Le Salaire de la peur, d'Henri-Geroges Clouzot

La mort au tournant

Le Salaire de la peur

Grand succès à sa sortie en 1953, Le Salaire de la peur est devenu au fil des ans un classique du cinéma français. Henri-Georges Clouzot a réalisé un suspense très efficace, donnant à Yves Montand l’un de ses meilleurs rôles. Le duo qu’il forme avec Charles Vanel est inoubliable.

            Le film Le Salaire de la peur est adapté du roman de Georges Arnaud. L’action se passe en Amérique Latine. Un puits de pétrole prend feu. Les responsables de la compagnie américaine qui l’exploite décident d’utiliser la nitroglycérine pour éteindre l’incendie. Mais il faut l’acheminer sur place, or la nitroglycérine est très dangereuse à manipuler. Des chauffeurs as du volant et dotés d’un grand sang-froid sont nécessaires pour conduire les camions à bon port. Quatre chauffeurs, soit deux binômes, sont recrutés pour conduire deux camions. Parmi eux, Jo, un vieux bourlingueur, et Mario, son cadet d’une trentaine d’années, prêts à risquer leur vie pour 10 000 dollars.

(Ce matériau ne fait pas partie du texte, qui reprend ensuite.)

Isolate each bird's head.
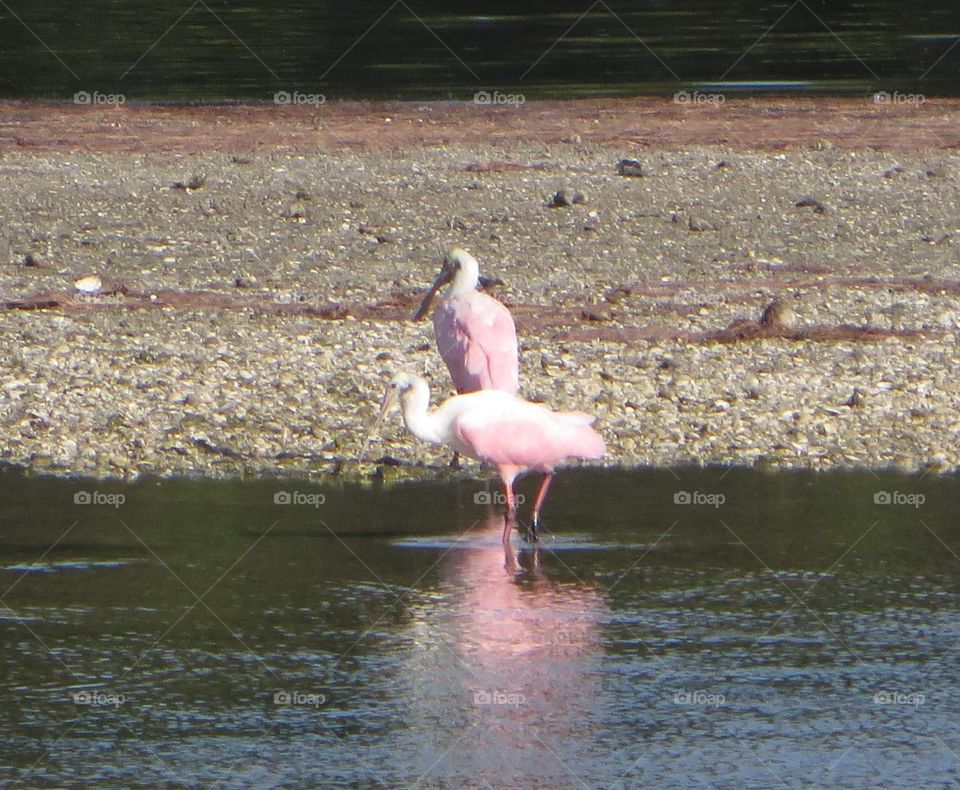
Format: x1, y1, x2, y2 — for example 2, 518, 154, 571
359, 372, 428, 461
412, 247, 490, 320
379, 371, 421, 414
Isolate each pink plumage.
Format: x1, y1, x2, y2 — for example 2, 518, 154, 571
434, 292, 519, 394
414, 248, 519, 396
454, 403, 604, 471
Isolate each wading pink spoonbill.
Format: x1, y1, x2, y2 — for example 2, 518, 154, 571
363, 372, 605, 542
413, 248, 519, 396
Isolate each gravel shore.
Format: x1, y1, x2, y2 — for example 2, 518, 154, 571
1, 101, 959, 479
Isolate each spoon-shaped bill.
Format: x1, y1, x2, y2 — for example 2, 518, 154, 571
412, 258, 459, 321
412, 278, 442, 321
359, 384, 402, 462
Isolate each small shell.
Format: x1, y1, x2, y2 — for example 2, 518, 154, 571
73, 274, 102, 294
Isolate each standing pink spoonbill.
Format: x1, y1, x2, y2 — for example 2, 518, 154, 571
413, 248, 519, 396
362, 372, 605, 542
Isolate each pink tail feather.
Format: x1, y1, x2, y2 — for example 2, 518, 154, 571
565, 422, 606, 460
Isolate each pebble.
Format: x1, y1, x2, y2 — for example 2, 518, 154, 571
795, 195, 827, 213
688, 215, 715, 232
547, 189, 584, 208
616, 159, 644, 177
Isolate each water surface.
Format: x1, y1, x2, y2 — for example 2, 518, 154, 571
1, 465, 958, 787
2, 2, 958, 100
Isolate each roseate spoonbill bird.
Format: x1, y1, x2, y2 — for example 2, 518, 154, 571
413, 248, 519, 396
363, 372, 605, 542
413, 248, 519, 468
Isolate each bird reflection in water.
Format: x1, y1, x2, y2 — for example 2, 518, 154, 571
397, 511, 609, 786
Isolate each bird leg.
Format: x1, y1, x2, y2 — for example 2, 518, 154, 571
501, 481, 518, 543
527, 473, 553, 542
448, 451, 461, 469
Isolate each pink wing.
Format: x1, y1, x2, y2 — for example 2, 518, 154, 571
434, 293, 519, 394
454, 403, 605, 470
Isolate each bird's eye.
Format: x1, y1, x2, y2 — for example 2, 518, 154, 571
389, 382, 398, 389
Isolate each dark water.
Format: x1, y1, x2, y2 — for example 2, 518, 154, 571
1, 464, 959, 788
0, 2, 958, 100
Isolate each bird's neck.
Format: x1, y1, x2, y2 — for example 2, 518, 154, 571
400, 382, 442, 444
448, 259, 479, 296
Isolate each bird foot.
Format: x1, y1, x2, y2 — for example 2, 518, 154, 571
523, 516, 541, 544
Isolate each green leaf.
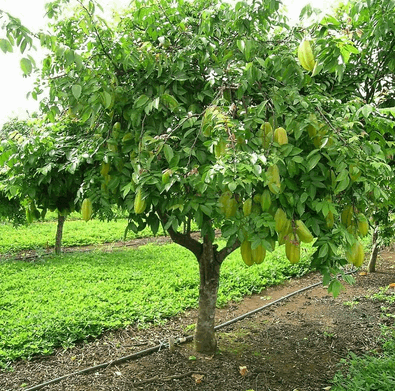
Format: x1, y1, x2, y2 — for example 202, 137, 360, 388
200, 204, 212, 216
102, 91, 112, 109
306, 154, 321, 171
161, 94, 178, 111
292, 156, 304, 163
228, 182, 237, 192
318, 243, 328, 258
300, 192, 308, 203
134, 94, 150, 109
121, 182, 132, 198
222, 224, 238, 237
72, 85, 82, 100
163, 144, 174, 164
255, 57, 266, 68
0, 38, 13, 53
237, 39, 245, 53
328, 280, 344, 298
335, 176, 350, 194
150, 218, 160, 236
20, 58, 32, 75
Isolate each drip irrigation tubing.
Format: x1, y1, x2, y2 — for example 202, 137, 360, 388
22, 269, 357, 391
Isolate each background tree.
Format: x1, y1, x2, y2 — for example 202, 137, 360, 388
1, 0, 393, 354
1, 117, 95, 254
307, 0, 395, 271
0, 187, 25, 226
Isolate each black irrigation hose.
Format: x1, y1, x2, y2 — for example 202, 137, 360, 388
22, 269, 357, 391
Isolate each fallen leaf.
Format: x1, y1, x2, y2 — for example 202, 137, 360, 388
389, 283, 395, 288
239, 366, 248, 377
359, 271, 367, 276
192, 373, 204, 384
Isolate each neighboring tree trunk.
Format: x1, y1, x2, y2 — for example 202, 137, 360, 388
194, 235, 221, 354
367, 224, 379, 273
55, 213, 66, 255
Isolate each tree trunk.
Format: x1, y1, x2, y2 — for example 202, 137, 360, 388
158, 211, 240, 355
194, 235, 221, 354
55, 213, 66, 255
367, 224, 379, 273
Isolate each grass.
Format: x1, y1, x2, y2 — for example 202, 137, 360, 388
331, 288, 395, 390
0, 240, 314, 369
331, 328, 395, 391
0, 217, 165, 254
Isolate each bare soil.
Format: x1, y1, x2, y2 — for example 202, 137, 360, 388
2, 248, 395, 391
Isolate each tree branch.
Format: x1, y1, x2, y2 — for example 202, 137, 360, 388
156, 210, 202, 259
76, 0, 120, 75
217, 238, 240, 264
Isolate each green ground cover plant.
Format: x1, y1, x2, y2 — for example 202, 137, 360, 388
331, 288, 395, 391
0, 217, 165, 254
331, 328, 395, 391
0, 241, 313, 369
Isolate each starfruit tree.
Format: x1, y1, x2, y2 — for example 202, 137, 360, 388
305, 0, 395, 272
3, 0, 392, 354
0, 117, 95, 254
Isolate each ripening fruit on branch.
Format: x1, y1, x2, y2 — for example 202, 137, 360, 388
267, 164, 281, 194
326, 211, 334, 229
252, 244, 266, 264
346, 241, 364, 267
112, 121, 121, 137
108, 142, 118, 152
357, 213, 369, 237
243, 198, 252, 216
134, 188, 146, 214
260, 122, 273, 149
253, 193, 261, 204
260, 189, 272, 212
219, 191, 231, 214
341, 205, 354, 227
295, 220, 314, 243
298, 39, 315, 72
274, 208, 287, 233
285, 233, 300, 264
241, 240, 253, 266
261, 122, 272, 134
267, 164, 280, 183
81, 198, 93, 222
225, 198, 238, 218
274, 127, 288, 145
219, 191, 237, 218
100, 162, 110, 177
214, 140, 227, 158
278, 219, 292, 246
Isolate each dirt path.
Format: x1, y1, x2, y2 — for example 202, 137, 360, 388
2, 251, 395, 391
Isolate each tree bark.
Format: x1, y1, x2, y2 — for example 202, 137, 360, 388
367, 224, 379, 273
157, 210, 241, 354
55, 213, 66, 255
194, 234, 221, 354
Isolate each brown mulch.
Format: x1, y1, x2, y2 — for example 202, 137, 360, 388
1, 250, 395, 391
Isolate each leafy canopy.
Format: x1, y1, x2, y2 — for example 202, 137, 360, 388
1, 0, 394, 295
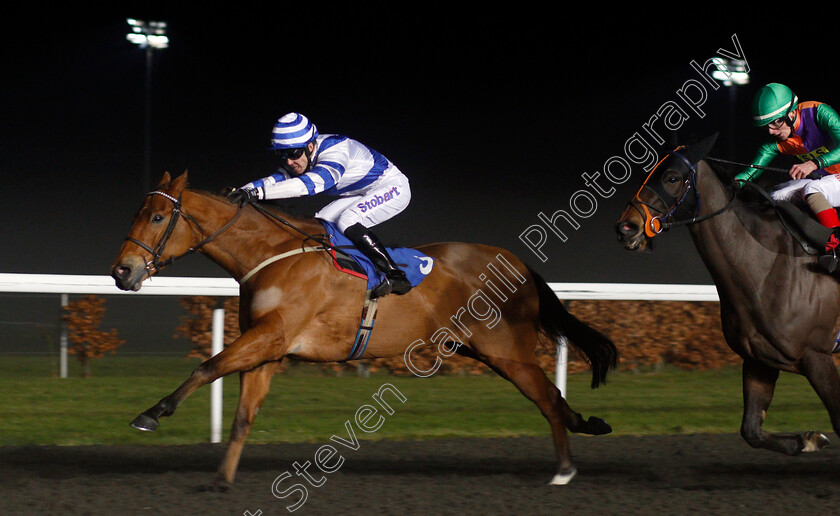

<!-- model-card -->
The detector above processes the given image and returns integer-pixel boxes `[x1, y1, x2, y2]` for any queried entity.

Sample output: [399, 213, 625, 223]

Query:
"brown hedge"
[180, 297, 801, 376]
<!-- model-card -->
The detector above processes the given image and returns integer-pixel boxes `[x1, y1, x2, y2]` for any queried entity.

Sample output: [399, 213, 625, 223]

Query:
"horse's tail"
[527, 265, 618, 389]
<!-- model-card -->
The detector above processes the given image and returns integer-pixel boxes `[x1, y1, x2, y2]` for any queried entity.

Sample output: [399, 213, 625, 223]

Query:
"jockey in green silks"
[736, 83, 840, 272]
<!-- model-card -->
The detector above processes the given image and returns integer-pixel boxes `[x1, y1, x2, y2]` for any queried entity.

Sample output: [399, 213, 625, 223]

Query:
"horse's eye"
[152, 214, 165, 223]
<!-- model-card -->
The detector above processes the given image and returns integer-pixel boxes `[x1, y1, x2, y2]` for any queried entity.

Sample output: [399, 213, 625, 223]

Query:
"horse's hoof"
[585, 416, 612, 435]
[802, 431, 830, 452]
[548, 467, 577, 486]
[130, 413, 159, 432]
[201, 478, 232, 492]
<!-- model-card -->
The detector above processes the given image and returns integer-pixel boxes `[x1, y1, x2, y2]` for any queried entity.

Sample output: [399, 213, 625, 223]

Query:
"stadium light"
[711, 58, 750, 86]
[126, 18, 168, 194]
[126, 18, 169, 49]
[711, 58, 749, 157]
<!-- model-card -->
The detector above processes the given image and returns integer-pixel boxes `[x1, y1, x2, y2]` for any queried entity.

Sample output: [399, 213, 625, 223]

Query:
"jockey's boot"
[818, 227, 840, 273]
[344, 223, 412, 297]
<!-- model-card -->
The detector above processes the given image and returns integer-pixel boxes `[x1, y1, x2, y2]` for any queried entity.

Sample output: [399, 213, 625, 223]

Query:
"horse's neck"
[689, 163, 779, 289]
[183, 191, 324, 281]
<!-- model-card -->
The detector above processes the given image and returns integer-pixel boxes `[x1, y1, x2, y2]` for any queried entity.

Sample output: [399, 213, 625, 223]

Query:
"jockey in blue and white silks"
[229, 112, 412, 298]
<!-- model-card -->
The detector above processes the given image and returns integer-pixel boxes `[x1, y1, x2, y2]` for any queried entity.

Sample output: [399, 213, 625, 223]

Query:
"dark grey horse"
[615, 134, 839, 455]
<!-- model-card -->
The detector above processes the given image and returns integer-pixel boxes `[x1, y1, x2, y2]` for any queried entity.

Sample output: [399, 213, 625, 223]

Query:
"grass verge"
[0, 356, 831, 446]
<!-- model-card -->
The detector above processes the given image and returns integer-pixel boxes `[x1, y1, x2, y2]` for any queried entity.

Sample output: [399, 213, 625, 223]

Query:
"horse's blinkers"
[630, 148, 700, 237]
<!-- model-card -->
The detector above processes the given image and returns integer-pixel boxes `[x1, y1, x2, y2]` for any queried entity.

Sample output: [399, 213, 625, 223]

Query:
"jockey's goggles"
[274, 147, 306, 160]
[766, 118, 788, 130]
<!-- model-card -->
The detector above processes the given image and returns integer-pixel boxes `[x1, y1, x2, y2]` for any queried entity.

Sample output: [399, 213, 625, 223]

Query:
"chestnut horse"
[615, 134, 839, 456]
[111, 171, 617, 489]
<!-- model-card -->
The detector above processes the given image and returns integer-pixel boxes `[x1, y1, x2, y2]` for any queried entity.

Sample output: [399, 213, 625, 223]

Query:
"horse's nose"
[110, 261, 144, 291]
[111, 264, 131, 282]
[615, 220, 639, 240]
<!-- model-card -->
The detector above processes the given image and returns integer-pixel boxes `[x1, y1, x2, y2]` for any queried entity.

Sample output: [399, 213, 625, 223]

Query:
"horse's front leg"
[740, 358, 827, 454]
[130, 317, 285, 432]
[795, 348, 838, 450]
[210, 360, 282, 491]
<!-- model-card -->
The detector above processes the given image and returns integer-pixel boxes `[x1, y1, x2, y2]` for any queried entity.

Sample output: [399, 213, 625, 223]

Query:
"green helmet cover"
[752, 83, 798, 127]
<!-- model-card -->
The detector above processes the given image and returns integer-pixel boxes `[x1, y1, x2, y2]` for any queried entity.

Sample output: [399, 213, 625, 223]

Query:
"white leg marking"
[548, 467, 577, 485]
[802, 431, 830, 452]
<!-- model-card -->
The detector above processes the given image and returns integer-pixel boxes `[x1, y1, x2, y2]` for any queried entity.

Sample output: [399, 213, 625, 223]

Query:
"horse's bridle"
[124, 191, 242, 275]
[629, 148, 699, 237]
[630, 148, 737, 238]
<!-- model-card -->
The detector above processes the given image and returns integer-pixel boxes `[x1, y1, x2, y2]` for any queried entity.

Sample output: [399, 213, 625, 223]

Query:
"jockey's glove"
[227, 187, 261, 204]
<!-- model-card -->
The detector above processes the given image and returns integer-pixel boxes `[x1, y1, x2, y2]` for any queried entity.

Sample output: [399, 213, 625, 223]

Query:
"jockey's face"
[766, 113, 795, 142]
[278, 142, 314, 176]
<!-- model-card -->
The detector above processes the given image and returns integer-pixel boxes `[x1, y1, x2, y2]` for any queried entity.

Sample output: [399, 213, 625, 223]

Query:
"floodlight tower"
[126, 18, 169, 194]
[711, 58, 750, 158]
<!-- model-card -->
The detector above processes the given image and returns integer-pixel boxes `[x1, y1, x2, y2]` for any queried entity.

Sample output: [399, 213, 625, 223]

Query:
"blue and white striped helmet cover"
[270, 113, 318, 149]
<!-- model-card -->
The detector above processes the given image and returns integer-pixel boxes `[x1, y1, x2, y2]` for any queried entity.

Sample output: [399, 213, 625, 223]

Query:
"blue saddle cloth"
[320, 220, 434, 291]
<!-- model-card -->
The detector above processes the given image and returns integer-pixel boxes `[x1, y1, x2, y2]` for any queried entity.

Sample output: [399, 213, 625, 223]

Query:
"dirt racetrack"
[2, 433, 840, 515]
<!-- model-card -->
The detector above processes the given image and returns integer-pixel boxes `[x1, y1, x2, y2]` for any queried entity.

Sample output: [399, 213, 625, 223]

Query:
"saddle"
[319, 220, 434, 291]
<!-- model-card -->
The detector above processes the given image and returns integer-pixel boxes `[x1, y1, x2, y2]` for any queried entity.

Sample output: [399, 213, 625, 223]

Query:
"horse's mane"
[195, 189, 231, 203]
[190, 188, 324, 230]
[704, 159, 778, 216]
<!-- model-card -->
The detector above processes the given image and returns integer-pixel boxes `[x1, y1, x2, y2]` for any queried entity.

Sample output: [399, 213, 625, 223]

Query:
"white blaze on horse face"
[251, 286, 285, 317]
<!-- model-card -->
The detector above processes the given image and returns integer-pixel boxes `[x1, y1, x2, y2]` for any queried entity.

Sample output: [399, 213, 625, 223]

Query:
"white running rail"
[0, 273, 720, 442]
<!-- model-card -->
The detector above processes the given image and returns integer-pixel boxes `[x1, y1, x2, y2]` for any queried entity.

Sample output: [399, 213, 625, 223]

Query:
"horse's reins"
[246, 201, 352, 258]
[632, 150, 824, 239]
[124, 190, 354, 282]
[704, 156, 793, 176]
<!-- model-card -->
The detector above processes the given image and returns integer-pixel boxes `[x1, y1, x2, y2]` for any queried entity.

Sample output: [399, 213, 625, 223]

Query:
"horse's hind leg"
[740, 358, 828, 454]
[457, 346, 610, 437]
[211, 361, 282, 491]
[478, 354, 588, 485]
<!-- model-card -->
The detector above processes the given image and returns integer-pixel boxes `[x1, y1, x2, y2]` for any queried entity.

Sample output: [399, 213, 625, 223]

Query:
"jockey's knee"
[803, 174, 840, 199]
[336, 212, 365, 233]
[803, 182, 830, 198]
[770, 188, 803, 204]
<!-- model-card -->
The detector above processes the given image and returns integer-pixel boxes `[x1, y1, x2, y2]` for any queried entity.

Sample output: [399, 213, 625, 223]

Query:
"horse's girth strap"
[346, 291, 380, 361]
[240, 247, 326, 284]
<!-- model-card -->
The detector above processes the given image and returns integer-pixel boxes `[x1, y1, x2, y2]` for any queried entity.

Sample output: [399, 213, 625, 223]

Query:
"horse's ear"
[684, 133, 718, 164]
[156, 172, 172, 188]
[169, 171, 189, 197]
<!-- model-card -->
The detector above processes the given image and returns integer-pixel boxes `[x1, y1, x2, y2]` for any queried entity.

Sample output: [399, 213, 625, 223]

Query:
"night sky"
[2, 12, 835, 350]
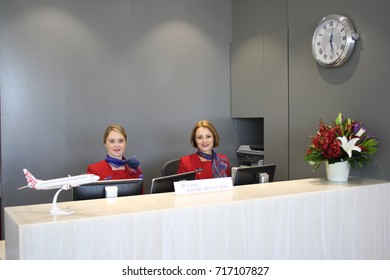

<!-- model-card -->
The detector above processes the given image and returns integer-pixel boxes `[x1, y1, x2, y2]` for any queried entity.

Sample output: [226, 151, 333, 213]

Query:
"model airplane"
[19, 169, 100, 191]
[19, 169, 100, 215]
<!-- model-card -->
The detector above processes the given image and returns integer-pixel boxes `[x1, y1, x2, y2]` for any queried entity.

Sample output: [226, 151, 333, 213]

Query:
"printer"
[237, 144, 264, 166]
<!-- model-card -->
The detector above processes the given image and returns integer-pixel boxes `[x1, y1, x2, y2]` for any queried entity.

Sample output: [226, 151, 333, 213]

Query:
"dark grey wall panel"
[0, 0, 233, 237]
[288, 0, 390, 180]
[231, 35, 264, 117]
[230, 28, 288, 181]
[130, 0, 235, 189]
[232, 0, 390, 181]
[232, 0, 288, 41]
[263, 29, 288, 180]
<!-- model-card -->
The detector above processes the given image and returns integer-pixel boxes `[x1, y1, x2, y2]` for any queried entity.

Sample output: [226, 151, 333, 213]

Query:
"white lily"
[355, 128, 365, 137]
[338, 136, 361, 158]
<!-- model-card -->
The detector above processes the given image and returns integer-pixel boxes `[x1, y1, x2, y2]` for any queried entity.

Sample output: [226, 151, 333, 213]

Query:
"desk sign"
[174, 177, 233, 195]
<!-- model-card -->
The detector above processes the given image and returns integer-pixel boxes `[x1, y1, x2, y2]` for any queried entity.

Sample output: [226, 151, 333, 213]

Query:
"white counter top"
[5, 177, 390, 259]
[0, 240, 5, 260]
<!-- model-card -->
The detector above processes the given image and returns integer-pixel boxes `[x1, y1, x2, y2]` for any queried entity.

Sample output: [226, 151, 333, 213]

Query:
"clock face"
[312, 14, 358, 67]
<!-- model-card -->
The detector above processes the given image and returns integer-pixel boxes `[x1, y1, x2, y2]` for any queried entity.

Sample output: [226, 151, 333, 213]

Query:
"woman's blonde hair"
[103, 124, 127, 144]
[190, 120, 220, 148]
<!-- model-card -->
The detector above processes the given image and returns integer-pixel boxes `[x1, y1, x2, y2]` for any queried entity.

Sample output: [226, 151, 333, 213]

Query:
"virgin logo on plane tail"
[23, 169, 39, 189]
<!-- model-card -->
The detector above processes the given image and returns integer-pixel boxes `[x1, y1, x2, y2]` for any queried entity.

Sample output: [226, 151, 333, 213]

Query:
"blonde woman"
[87, 124, 143, 180]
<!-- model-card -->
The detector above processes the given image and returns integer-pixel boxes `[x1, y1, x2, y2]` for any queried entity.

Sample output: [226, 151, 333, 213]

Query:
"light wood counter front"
[5, 177, 390, 259]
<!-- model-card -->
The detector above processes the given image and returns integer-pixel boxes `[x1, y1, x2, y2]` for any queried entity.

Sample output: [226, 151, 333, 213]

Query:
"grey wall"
[232, 0, 287, 40]
[2, 0, 390, 237]
[0, 0, 234, 236]
[233, 0, 390, 181]
[232, 0, 288, 181]
[288, 0, 390, 180]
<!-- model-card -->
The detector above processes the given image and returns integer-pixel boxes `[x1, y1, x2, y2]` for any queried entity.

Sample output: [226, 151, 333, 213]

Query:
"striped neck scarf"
[197, 149, 228, 178]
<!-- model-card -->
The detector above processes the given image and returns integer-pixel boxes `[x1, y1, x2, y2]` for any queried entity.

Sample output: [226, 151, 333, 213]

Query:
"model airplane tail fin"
[19, 169, 41, 190]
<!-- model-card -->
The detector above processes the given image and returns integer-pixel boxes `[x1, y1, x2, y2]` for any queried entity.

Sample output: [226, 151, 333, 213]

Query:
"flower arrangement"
[305, 113, 378, 171]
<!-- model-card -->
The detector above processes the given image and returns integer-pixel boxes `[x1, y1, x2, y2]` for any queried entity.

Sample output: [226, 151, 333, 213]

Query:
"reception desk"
[5, 177, 390, 260]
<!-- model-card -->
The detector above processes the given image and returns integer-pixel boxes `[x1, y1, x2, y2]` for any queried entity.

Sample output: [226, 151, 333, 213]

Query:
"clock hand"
[329, 28, 334, 56]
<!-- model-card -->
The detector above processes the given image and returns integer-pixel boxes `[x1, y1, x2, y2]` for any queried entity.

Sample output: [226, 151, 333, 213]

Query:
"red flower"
[305, 113, 378, 171]
[310, 122, 342, 159]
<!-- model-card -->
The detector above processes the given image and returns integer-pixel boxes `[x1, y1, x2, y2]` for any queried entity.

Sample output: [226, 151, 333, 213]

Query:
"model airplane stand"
[50, 187, 75, 215]
[18, 169, 99, 215]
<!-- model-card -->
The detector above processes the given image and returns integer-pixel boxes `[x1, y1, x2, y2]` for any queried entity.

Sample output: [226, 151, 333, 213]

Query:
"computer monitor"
[73, 178, 143, 201]
[150, 171, 196, 194]
[232, 164, 276, 186]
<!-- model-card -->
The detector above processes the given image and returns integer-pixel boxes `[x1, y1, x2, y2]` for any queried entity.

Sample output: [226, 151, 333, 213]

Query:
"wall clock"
[312, 14, 359, 67]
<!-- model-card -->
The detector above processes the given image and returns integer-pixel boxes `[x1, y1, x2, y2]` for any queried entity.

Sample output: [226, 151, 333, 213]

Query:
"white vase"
[325, 161, 350, 182]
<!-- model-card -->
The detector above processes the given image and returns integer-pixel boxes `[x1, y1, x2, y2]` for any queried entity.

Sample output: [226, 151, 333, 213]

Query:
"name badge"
[174, 177, 233, 195]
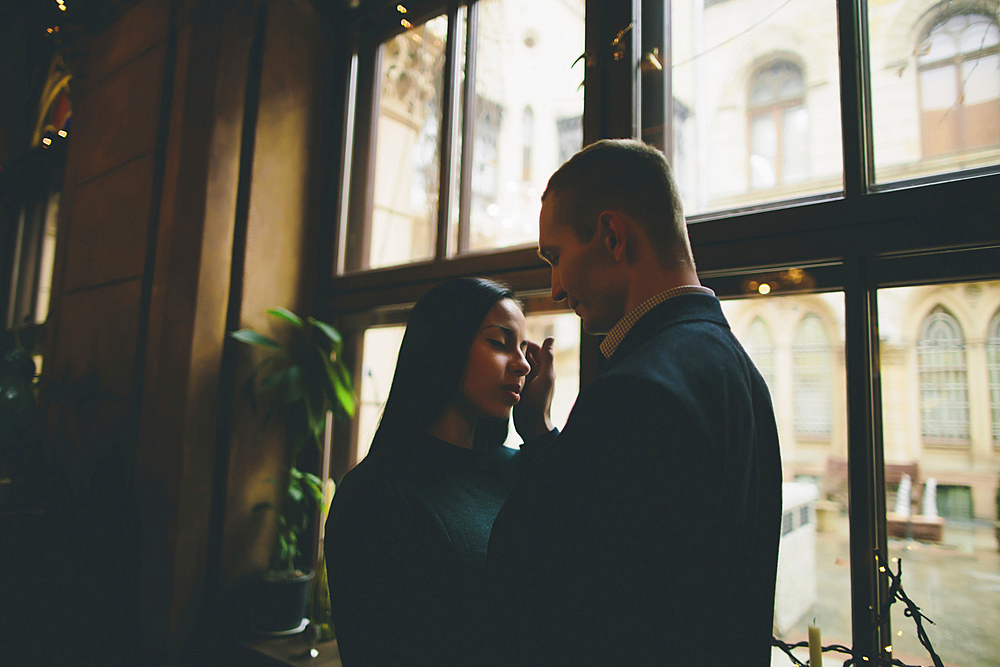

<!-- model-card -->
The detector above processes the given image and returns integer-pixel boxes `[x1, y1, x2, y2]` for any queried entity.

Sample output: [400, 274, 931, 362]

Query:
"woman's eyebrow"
[481, 324, 513, 337]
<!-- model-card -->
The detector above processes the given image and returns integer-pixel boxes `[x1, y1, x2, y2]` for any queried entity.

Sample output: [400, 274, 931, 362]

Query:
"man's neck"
[622, 264, 701, 315]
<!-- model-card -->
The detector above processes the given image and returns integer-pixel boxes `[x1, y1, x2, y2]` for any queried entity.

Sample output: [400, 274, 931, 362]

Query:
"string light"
[400, 18, 412, 28]
[42, 137, 52, 146]
[396, 3, 407, 12]
[58, 129, 67, 137]
[771, 552, 944, 667]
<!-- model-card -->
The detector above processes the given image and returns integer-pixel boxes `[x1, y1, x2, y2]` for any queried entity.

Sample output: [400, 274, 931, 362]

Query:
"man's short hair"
[542, 139, 691, 266]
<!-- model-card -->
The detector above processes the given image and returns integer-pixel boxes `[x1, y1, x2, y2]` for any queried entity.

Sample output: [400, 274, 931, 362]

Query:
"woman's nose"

  le salaire de la peur,clouzot,montand,vanel,véra clouzot          Ce qui frappe en premier lieu dans Le Salaire de la peur, c’est le long prologue de trois quart d’heure qui précède le suspense à proprement parler. Ce prologue permet à Clouzot de planter le décor et de présenter les personnages de façon à ce que nous puissions nous familiariser avec eux. Dans le « couple » Jo-Mario, Charles Vanel joue le rôle de l’aîné. C’est un véritable caïd : il roule des mécaniques, n’a pas froid aux yeux et se pose en mentor du jeune Mario, joué par Yves Montand. Dans un premier temps. Mario est impressionné par la personnalité de Jo dont il devient l’inséparable compagnon.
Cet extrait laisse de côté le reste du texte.